Saprykin also said “The new leadership in Tashkent has clearly indicated a firm intention to promote regional cooperation through the UN.”

A draft agenda for the conference, viewed by The Diplomat, underscored Uzbekistan’s ambition in this regard. The agenda lists, for example, an opening keynote by UN Secretary-General Antonio Guterres. Saprykin clarified that Guterres’ attendance has not yet been confirmed but did point out that the secretary-general recently paid a visit to Central Asia. Traveling to all five regional capitals, he “reiterated the importance of regional cooperation and preventive diplomacy to tackle the region’s most pressing issues, which, among others, include the management of transboundary water resources and counterterrorism.”

Such a diplomatic foray to Central Asia so early in his tenure is notable. Guterres took office in January 2017 and traveled to the region in June. Guterres’ predecessor, Ban Ki-Moon, made his first visit to Central Asia in 2010, three years into his tenure. Kofi Annan, who took over as secretary-general in 1997, made his first visit to Central Asia in 2002, the first UN secretary-general to do so after Uzbekistan joined the UN as an independent state in 1992.

Guterres may not ultimately speak at the conference, but Saprykin said his summertime visit, as well as the “shuttle diplomacy” of UNRCCA’s Special Representative of the UN Secretary-General, Petko Draganov, “largely contributed to materializing the conference to take place in Samarkand in November.”

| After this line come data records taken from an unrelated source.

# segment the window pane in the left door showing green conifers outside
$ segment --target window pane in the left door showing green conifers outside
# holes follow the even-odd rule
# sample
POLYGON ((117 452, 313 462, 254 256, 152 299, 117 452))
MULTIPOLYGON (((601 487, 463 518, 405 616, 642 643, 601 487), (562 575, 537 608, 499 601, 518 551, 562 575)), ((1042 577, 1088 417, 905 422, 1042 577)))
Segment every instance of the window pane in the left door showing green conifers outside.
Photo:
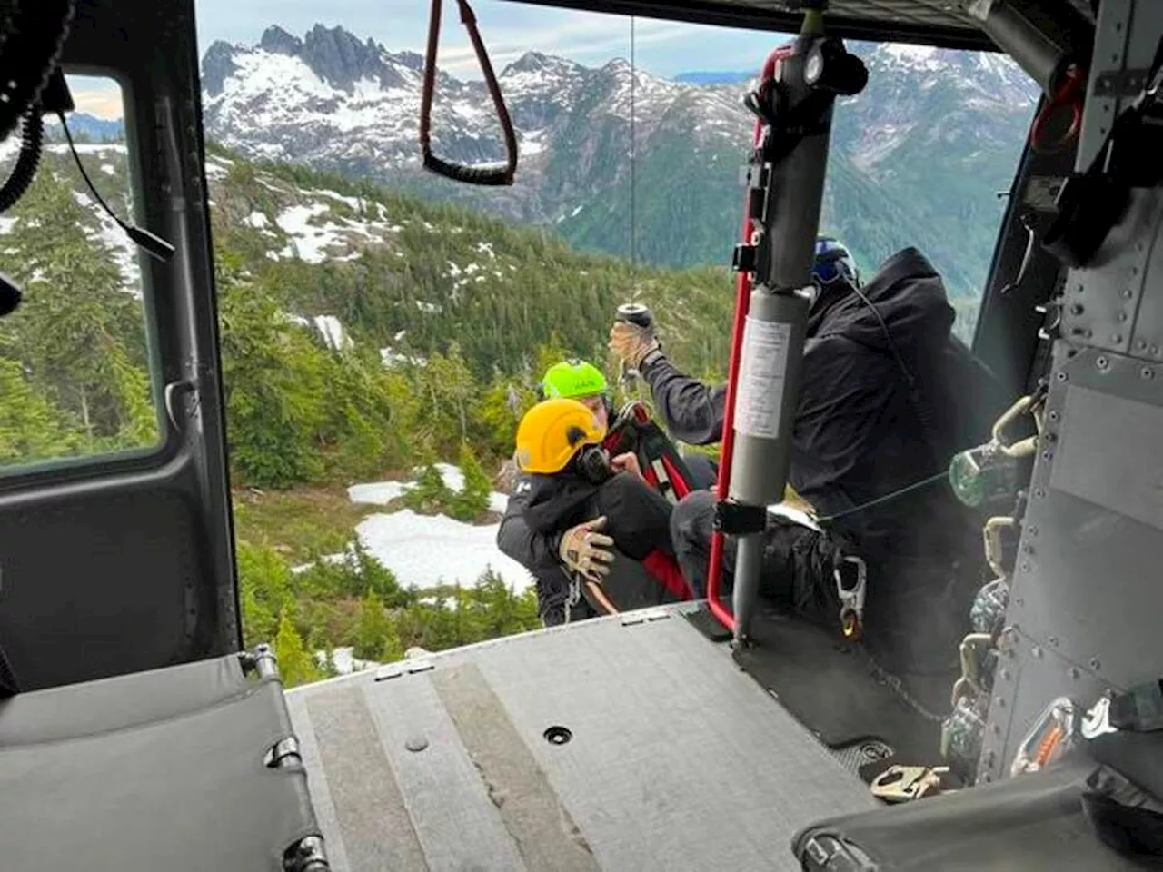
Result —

Promotion of regional cooperation has been a long-running paradox in Central Asia. While scholars like Alexander Cooley and John Heathershaw astutely point out that Central Asia is, in fact, integrated into global systems (namely in financial and energy fields, with a distinct tilt toward the shady end of the business spectrum); connectivity — and the myriad benefits it entails — is nevertheless a routine talking point. Central Asia’s ills (its economic ills, at least), some argue, could be cured by greater regional cooperation.

Saprykin, of UNRCCA, said “Uzbekistan usually engaged bilaterally with the other Central Asian states” and that the conference “is evidence of Uzbekistan’s willingness to re-engage at the regional level with its neighbors, counting on UNRCCA’s robust preventive diplomacy mandate and convening powers as a tool for promoting regional solutions to some of the most significant challenges the region is facing.”

For a long time Uzbekistan participated just barely in regional initiatives, and at times disruptively so. One illustrative example is the country’s in-again, out-again relationship with the CSTO: a founding member, withdrew in 1999, joined again in 2006, withdrew again in 2012. Karimov’s abrasive style made him few friends and his preference for isolation — in his mind, perhaps, a defiant defense of Uzbek sovereignty — limited the Uzbek economy, preventing it from reaching its real potential as a regional hub, and curtailed the state’s ability to develop meaningful soft power in the region.

With new leadership has come a change in tone and perhaps a genuine change in perspective. Rather than just sources of risk, Tashkent is looking at its neighbors as part of the path to greater prosperity and the entire region could benefit not just from active Uzbek participation in regional affairs, but Uzbek leadership.

Catherine Putz is The Diplomat‘s managing editor.